The Puutu Kunti Kurrama and Pinikura (PKKP) people today released a video statement one year on from the destruction on May 24, which devastated Aboriginal groups across Australia, trashed Rio Tinto’s reputation, and shook the Australian mining industry to its core.
“We are not going to let this happen again,” said PKKP director Burchell Hayes.
“We want to make sure that we are an important partner to any mining activities on our country and the only way we are going to achieve that is through the management.
“We want to do business with the mining proponent, but we want to do it on our terms.”Rio Tinto told NITV it is open to co-management, and is working with peak industry and Aboriginal groups to understand what form this could take.
PKKP traditional owners examining artefacts on country in the Pilbara region of Western Australia. Source: Supplied
Kellie Parker was appointed head of the company’s Australian operations in March. She has worked for the company for 20 years and has spent many years in the Pilbara.
She said Rio Tinto was committed to doing what it could to rebuild its shattered relationships.

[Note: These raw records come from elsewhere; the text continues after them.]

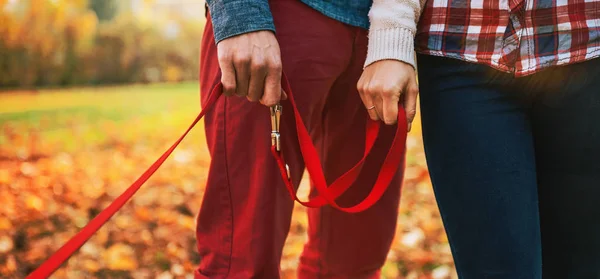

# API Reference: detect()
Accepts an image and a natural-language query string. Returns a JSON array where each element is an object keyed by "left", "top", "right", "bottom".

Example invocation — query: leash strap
[
  {"left": 26, "top": 74, "right": 407, "bottom": 279},
  {"left": 271, "top": 75, "right": 408, "bottom": 213}
]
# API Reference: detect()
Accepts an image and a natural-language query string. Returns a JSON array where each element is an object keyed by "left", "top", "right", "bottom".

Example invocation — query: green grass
[{"left": 0, "top": 83, "right": 200, "bottom": 151}]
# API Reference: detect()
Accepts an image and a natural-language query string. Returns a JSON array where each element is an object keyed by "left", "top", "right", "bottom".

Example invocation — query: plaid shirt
[{"left": 415, "top": 0, "right": 600, "bottom": 77}]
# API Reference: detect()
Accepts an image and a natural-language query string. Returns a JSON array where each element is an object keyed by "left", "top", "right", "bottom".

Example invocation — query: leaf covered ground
[{"left": 0, "top": 84, "right": 456, "bottom": 279}]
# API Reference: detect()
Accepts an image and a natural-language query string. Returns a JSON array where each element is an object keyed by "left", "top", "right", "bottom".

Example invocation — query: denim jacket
[{"left": 206, "top": 0, "right": 372, "bottom": 43}]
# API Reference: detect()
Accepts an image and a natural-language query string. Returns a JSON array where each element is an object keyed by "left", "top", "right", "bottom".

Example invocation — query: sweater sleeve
[{"left": 365, "top": 0, "right": 426, "bottom": 68}]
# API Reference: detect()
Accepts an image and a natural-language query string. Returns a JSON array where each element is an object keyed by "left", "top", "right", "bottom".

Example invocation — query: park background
[{"left": 0, "top": 0, "right": 456, "bottom": 279}]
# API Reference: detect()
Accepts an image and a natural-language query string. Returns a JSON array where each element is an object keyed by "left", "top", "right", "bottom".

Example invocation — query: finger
[
  {"left": 281, "top": 89, "right": 287, "bottom": 100},
  {"left": 261, "top": 62, "right": 287, "bottom": 107},
  {"left": 219, "top": 61, "right": 236, "bottom": 96},
  {"left": 383, "top": 94, "right": 399, "bottom": 125},
  {"left": 356, "top": 77, "right": 379, "bottom": 121},
  {"left": 246, "top": 60, "right": 267, "bottom": 102},
  {"left": 233, "top": 57, "right": 250, "bottom": 97},
  {"left": 371, "top": 95, "right": 383, "bottom": 121},
  {"left": 403, "top": 85, "right": 419, "bottom": 132}
]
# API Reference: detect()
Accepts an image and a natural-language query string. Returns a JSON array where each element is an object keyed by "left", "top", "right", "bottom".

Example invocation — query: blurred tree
[{"left": 89, "top": 0, "right": 117, "bottom": 21}]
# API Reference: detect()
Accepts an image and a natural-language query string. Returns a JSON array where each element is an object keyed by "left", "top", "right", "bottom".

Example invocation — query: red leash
[{"left": 27, "top": 75, "right": 407, "bottom": 279}]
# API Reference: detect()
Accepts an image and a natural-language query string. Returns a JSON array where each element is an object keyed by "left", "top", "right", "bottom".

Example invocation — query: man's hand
[
  {"left": 357, "top": 60, "right": 419, "bottom": 131},
  {"left": 217, "top": 31, "right": 286, "bottom": 106}
]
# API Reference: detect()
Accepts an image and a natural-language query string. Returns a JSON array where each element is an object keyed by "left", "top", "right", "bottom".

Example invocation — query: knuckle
[
  {"left": 263, "top": 99, "right": 277, "bottom": 107},
  {"left": 233, "top": 54, "right": 251, "bottom": 65},
  {"left": 250, "top": 59, "right": 267, "bottom": 71},
  {"left": 268, "top": 61, "right": 283, "bottom": 71}
]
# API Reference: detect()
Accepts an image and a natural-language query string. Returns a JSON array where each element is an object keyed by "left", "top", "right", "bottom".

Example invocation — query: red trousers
[{"left": 196, "top": 0, "right": 403, "bottom": 279}]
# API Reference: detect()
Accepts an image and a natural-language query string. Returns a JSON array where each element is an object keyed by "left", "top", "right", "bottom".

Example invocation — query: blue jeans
[{"left": 418, "top": 55, "right": 600, "bottom": 279}]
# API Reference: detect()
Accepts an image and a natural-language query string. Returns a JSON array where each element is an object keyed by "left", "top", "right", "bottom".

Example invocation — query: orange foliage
[{"left": 0, "top": 87, "right": 456, "bottom": 279}]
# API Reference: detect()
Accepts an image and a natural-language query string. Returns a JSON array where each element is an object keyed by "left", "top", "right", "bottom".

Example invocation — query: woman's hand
[{"left": 357, "top": 60, "right": 419, "bottom": 131}]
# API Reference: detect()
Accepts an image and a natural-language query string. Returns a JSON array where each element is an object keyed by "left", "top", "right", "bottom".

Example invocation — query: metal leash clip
[
  {"left": 270, "top": 104, "right": 282, "bottom": 151},
  {"left": 270, "top": 104, "right": 292, "bottom": 179}
]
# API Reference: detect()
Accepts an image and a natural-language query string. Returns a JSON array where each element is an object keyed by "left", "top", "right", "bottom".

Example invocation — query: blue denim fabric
[
  {"left": 206, "top": 0, "right": 372, "bottom": 43},
  {"left": 417, "top": 55, "right": 600, "bottom": 279}
]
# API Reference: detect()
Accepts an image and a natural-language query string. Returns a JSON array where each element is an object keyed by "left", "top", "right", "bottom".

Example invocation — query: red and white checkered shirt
[{"left": 415, "top": 0, "right": 600, "bottom": 77}]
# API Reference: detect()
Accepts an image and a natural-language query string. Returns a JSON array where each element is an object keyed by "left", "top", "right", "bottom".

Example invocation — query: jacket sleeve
[
  {"left": 365, "top": 0, "right": 425, "bottom": 68},
  {"left": 206, "top": 0, "right": 275, "bottom": 43}
]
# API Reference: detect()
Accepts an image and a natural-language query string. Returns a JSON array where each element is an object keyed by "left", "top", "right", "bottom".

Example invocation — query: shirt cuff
[
  {"left": 365, "top": 28, "right": 416, "bottom": 69},
  {"left": 207, "top": 0, "right": 275, "bottom": 43}
]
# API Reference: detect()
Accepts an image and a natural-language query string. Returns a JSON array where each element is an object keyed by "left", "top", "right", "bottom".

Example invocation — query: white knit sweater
[{"left": 365, "top": 0, "right": 425, "bottom": 68}]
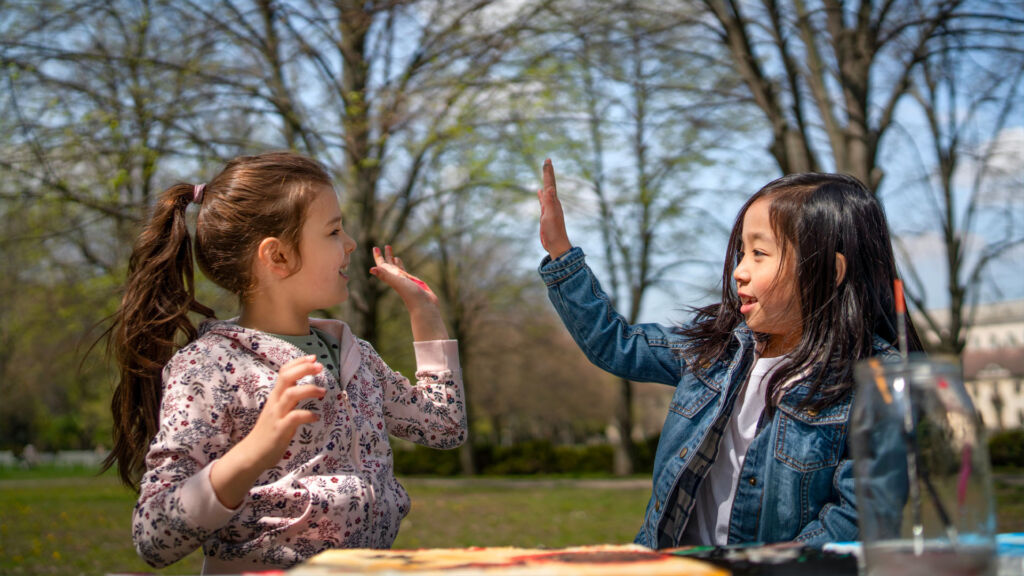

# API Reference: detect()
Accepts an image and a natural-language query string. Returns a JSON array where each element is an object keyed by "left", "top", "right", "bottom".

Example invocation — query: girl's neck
[
  {"left": 239, "top": 303, "right": 309, "bottom": 336},
  {"left": 761, "top": 333, "right": 800, "bottom": 358}
]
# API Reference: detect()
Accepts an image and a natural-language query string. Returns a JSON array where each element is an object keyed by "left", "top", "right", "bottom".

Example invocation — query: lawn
[
  {"left": 0, "top": 472, "right": 649, "bottom": 576},
  {"left": 0, "top": 471, "right": 1024, "bottom": 575}
]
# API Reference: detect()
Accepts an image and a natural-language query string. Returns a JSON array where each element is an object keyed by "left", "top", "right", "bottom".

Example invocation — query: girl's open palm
[
  {"left": 537, "top": 159, "right": 572, "bottom": 259},
  {"left": 370, "top": 241, "right": 437, "bottom": 306}
]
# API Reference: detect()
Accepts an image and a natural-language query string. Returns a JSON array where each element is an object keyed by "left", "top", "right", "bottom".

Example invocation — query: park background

“We know that we have to do things in a different way on our mine planning, and one of the things that we’d really like to do is truly learn from this, where we actually set a new benchmark or best practice around cultural heritage and mining, and we set the industry standard,” she told NITV’s The Point program.“We’re working with the peak bodies, not only for mining, but also for the Indigenous community, to understand how we actually get to co-management of our mining.”
Rio Tinto Australia CEO Kellie Parker Source: Karen Michelmore
A year on from the blasts, much has changed.
Three senior Rio Tinto executives were forced to resign, albeit with significant payouts. Global investors have attempted to hold the company to account in a way that would have been unimaginable before the destruction.
But the pain for Traditional Owners, and the fall out, continues.
“No amount of money will ever replace that,” Mr Hayes said.
“Nothing. I’d rather have the rock shelter back than you write me a check. That’s how I feel about it.”
An archaeological report funded by Rio Tinto identified one of the caves as being of “the highest archaeological significance in Australia”, with some 7000 artefacts uncovered there, including a 4000-year-old human hair belt which linked the site directly to the ancestors of the current Traditional Owners.A federal parliamentary inquiry launched after the blasts handed down an interim report in December, finding that Rio Tinto “knew the value of what they were destroying but blew it up anyway”.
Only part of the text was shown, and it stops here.